北園は間一髪のところで頭を下げて噛みつきを回避。
日向は胸びれを剣の刀身でガードした。
「あ、あの子、いきなり早くなったよ、日向くん!?」
「たぶん、あのブレード状の胸びれが原因じゃないかな。アレが飛行機の翼みたいに、ゾルフィレオスを滑空させているんじゃ……」
「じゃあ、あの翼を破壊するために、また発火能力に切り替える?」
「そ、そうだな、そうしてもらおうかな……! あれこれ考えを変更しちゃって、頼りない司令塔でゴメン!」
「仕方ないよ、まだ司令塔になったばかりだもんね! とりあえず、状況に合わせて炎と電撃を使い分けていくよ!」
「了解! それで頼む!」
ゾルフィレオスが再び猛スピードで突っ込んでくる。
迫る鋭い牙に対して、二人は負けじと正面から立ちはだかった。
◆ ◆ ◆
一方、日向たちを尾行していた日影、本堂、シャオランの三人も、当然マモノの襲来に気付いている。今は広場の方を日向たちに任せ、彼らは町中のマモノを撃破しながら住人たちを助けているところだ。
「おるぁッ! これで十八体目っ!」
「怪我人を発見した。応急処置をするから援護してくれ」
「あっちにもこっちにもウジャウジャいるよぉ!?」
襲い来るシーバイトやエッジフィッシュ、その他の魚類のマモノたちを返り討ちにしながら、負傷した住人を手当てし、町を走り抜ける三人。気が付けば日向たちと別れた場所から、随分と遠くまで移動してしまった。

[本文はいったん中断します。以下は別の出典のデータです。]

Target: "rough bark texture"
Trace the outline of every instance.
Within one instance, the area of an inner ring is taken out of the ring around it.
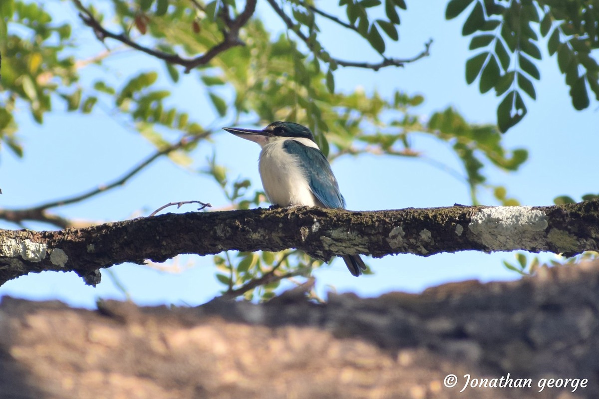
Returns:
[[[598,315],[599,263],[323,305],[91,311],[5,297],[0,398],[596,398]],[[467,374],[531,387],[461,393]],[[588,382],[539,392],[552,377]]]
[[[599,200],[555,206],[462,206],[352,212],[298,207],[168,214],[52,232],[0,230],[0,284],[31,272],[75,271],[180,254],[297,248],[314,257],[429,255],[476,250],[599,251]]]

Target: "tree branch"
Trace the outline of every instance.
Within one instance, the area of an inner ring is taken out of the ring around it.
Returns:
[[[93,285],[99,282],[98,269],[123,262],[291,248],[325,260],[340,254],[428,256],[467,250],[571,256],[599,251],[599,200],[370,212],[258,209],[167,214],[62,231],[0,230],[0,284],[30,272],[72,270]]]
[[[254,13],[257,0],[247,0],[246,8],[237,18],[233,20],[225,19],[224,21],[229,28],[223,32],[223,41],[212,47],[203,54],[195,58],[184,58],[177,54],[165,53],[141,45],[132,40],[125,33],[116,33],[105,29],[96,20],[92,13],[83,7],[79,0],[73,0],[77,8],[81,11],[79,17],[83,23],[93,29],[93,33],[98,40],[104,41],[106,38],[110,38],[126,44],[135,50],[143,51],[159,59],[171,64],[177,64],[185,68],[185,73],[200,65],[205,65],[220,53],[237,45],[243,45],[243,42],[239,38],[239,30],[243,26]]]
[[[310,48],[310,51],[311,51],[314,54],[314,55],[318,56],[320,58],[319,53],[317,51],[314,51],[313,46],[310,43],[310,39],[305,35],[302,33],[299,29],[295,29],[295,24],[294,23],[294,22],[286,14],[285,14],[285,11],[283,11],[283,10],[280,7],[279,7],[279,5],[277,4],[277,2],[276,1],[276,0],[267,0],[267,1],[268,2],[268,4],[270,4],[270,6],[273,8],[273,10],[274,10],[274,12],[276,13],[279,15],[279,16],[280,17],[281,19],[283,20],[283,22],[285,23],[285,25],[287,26],[288,29],[293,31],[293,32],[297,35],[297,36],[300,39],[301,39],[302,41],[305,43],[306,45],[308,46],[308,48]],[[317,13],[320,14],[320,15],[322,15],[325,17],[328,18],[329,19],[336,18],[335,17],[332,17],[332,16],[329,16],[328,14],[323,13],[322,11],[320,11],[320,10],[318,10],[317,9],[313,9],[313,11],[317,12]],[[344,23],[341,20],[339,20],[338,19],[337,19],[336,20],[335,19],[333,19],[332,20],[335,21],[337,23],[341,24],[342,26],[345,26],[344,25],[345,23]],[[355,28],[352,26],[351,25],[347,25],[347,27],[349,28],[349,29],[352,29],[353,31],[356,30]],[[386,58],[383,57],[383,60],[381,61],[380,62],[373,63],[370,62],[346,61],[344,60],[340,60],[337,58],[331,57],[331,59],[329,61],[333,61],[334,62],[336,62],[338,65],[340,65],[341,66],[353,66],[353,68],[361,68],[368,69],[373,69],[373,71],[378,71],[382,68],[385,68],[386,66],[403,66],[404,64],[409,63],[410,62],[414,62],[415,61],[420,59],[421,58],[426,57],[430,54],[429,50],[431,44],[432,44],[432,39],[429,39],[428,42],[425,43],[424,45],[425,48],[422,53],[418,54],[417,56],[412,57],[412,58],[407,58],[405,59]]]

日向と北園は正面きっての戦闘を不得手としているが、それでも今まで多数のマモノと戦ってきたのだ。よほどの強敵が現れない限り、不覚を取ることはないだろう。
だがやはり、一抹の不安はぬぐい切れない。もし彼らに万が一のことがあっても、ここから助けに行くのは到底間に合わないだろう。

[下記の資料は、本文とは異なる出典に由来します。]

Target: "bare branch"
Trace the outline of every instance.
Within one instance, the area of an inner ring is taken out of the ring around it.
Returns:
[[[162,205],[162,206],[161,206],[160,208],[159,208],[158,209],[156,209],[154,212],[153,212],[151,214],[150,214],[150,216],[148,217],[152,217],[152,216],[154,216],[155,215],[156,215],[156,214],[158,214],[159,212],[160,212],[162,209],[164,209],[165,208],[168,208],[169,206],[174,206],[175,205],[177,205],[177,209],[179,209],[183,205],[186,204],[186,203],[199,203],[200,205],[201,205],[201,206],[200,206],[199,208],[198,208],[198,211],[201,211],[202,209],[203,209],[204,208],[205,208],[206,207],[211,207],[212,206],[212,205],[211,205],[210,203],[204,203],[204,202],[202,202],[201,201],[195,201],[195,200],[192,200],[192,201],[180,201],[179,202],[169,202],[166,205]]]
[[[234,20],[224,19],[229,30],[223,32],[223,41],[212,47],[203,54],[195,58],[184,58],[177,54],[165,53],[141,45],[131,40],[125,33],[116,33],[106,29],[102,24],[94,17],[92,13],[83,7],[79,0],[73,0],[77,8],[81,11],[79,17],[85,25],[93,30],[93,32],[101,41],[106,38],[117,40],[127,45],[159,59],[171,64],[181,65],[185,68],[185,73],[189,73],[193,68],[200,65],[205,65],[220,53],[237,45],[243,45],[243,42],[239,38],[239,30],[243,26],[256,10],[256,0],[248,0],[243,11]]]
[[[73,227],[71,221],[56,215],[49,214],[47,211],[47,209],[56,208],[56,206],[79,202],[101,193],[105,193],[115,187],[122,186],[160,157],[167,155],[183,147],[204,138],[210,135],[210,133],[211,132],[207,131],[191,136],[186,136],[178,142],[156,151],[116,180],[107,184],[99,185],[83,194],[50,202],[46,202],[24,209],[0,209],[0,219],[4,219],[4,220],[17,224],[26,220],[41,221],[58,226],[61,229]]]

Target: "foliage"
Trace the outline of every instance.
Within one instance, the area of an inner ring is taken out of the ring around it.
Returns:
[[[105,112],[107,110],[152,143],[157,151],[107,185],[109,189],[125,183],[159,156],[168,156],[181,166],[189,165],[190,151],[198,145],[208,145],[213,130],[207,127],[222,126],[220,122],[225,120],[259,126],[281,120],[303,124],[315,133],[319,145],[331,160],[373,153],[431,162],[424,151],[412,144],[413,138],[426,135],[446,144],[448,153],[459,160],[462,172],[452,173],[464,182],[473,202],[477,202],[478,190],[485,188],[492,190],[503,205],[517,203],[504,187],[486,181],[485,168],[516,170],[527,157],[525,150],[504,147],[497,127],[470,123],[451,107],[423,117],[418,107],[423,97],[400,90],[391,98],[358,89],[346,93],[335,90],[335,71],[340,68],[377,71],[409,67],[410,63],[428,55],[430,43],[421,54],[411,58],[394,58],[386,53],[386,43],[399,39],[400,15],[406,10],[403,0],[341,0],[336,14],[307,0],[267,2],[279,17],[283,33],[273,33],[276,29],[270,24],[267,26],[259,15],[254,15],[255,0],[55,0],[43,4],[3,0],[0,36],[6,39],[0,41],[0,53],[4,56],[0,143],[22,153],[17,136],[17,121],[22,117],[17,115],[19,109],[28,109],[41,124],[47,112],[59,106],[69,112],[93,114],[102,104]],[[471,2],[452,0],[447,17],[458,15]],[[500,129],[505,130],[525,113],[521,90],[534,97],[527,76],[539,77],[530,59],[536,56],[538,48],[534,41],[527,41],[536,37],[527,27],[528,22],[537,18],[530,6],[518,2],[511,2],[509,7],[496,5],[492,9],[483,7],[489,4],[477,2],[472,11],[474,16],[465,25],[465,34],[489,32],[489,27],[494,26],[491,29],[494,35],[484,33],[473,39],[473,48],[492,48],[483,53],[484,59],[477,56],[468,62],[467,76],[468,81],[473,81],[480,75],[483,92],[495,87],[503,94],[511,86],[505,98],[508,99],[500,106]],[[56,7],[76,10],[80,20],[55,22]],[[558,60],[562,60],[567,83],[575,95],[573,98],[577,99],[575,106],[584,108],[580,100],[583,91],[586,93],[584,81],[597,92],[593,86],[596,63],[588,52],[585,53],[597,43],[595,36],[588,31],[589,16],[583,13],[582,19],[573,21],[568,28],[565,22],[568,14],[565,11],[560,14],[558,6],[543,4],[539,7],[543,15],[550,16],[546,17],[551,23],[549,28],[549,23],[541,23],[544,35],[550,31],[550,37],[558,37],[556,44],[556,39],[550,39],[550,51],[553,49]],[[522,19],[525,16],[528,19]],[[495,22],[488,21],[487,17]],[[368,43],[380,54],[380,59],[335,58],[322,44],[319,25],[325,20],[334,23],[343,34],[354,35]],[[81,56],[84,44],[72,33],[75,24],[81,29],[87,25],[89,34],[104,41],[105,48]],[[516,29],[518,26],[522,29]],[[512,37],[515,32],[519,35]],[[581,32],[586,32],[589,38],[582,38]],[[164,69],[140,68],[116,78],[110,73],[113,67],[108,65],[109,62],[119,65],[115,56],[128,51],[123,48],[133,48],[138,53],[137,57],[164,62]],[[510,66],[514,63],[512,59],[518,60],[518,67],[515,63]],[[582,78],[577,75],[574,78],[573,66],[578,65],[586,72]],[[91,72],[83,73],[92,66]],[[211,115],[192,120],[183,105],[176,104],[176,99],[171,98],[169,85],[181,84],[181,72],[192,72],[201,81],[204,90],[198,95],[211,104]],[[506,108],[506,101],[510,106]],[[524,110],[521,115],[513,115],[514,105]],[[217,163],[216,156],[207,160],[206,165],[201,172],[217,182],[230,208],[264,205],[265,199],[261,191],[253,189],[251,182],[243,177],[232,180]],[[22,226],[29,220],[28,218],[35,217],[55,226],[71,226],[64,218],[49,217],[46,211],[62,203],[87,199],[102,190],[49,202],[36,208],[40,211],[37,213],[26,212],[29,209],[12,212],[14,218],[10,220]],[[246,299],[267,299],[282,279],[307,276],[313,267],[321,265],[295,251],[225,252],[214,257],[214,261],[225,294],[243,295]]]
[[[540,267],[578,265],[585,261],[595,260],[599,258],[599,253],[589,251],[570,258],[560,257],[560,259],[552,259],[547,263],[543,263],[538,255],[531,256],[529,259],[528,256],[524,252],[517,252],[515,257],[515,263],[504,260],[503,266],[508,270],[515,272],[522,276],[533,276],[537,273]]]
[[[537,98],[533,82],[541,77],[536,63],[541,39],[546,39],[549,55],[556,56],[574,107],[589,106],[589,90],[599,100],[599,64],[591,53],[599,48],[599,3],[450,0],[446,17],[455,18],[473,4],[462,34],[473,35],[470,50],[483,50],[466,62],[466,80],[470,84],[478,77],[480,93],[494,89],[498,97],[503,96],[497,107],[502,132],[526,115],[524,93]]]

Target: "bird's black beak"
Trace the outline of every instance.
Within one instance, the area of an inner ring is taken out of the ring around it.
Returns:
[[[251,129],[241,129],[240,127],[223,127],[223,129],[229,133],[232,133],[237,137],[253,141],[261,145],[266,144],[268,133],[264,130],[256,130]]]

「チッ、日向たちと離れすぎたのは、やっぱりちょっとマズかったか……?」
「心配なら、お前だけでも戻るか?」
日影の呟きに本堂が応えた、その時だった。
本堂が、後ろに立っている日影とシャオランの方を振り返ってみれば、彼らの頭上から透明の触手のようなものがゆっくりと垂れ下がってきたのだ。
「ひ、日影! シャオラン! 上だ!」
「なんだと!?」
「えっ!?」
慌てて本堂が声を上げるが、もう遅い。
垂れ下がってきた触手の先端から、バチバチと稲妻が走る。
そして、三人を巻き込むほどの大放電を開始した。
「ぐああああああ!?」
「しびびびびびび!?」
「ぬ……ぐ……!」
日影とシャオランが放電に巻き込まれ、電気に焼かれる。
ガクガクと痙攣しながら、成す術無く電撃を受け続ける。
放電が終わると、二人は糸が切れた人形のように、力無く地面に倒れた。
本堂も放電に巻き込まれたが、彼には電気を吸収する能力がある。そのおかげで、ほとんどダメージを受けずに済んだ。
一体何が起こったのか。
それを確かめるべく本堂は空を見上げる。
すると、上空に無色透明の傘上の何かがフワフワと浮かんでいる。他の魚のマモノたちと同じく薄緑のオーラを纏っている。これで空に浮かんでいるのだろう。
傘の下からは、長い透明の触手が無数に垂れ下がっている。周りの家の屋根よりはるかに高い位置に浮かんでいるのに、触手の先端は地面につきそうだ。それほどの長さなのだ。
三人の頭上に現れたのは、巨大なクラゲのマモノだった。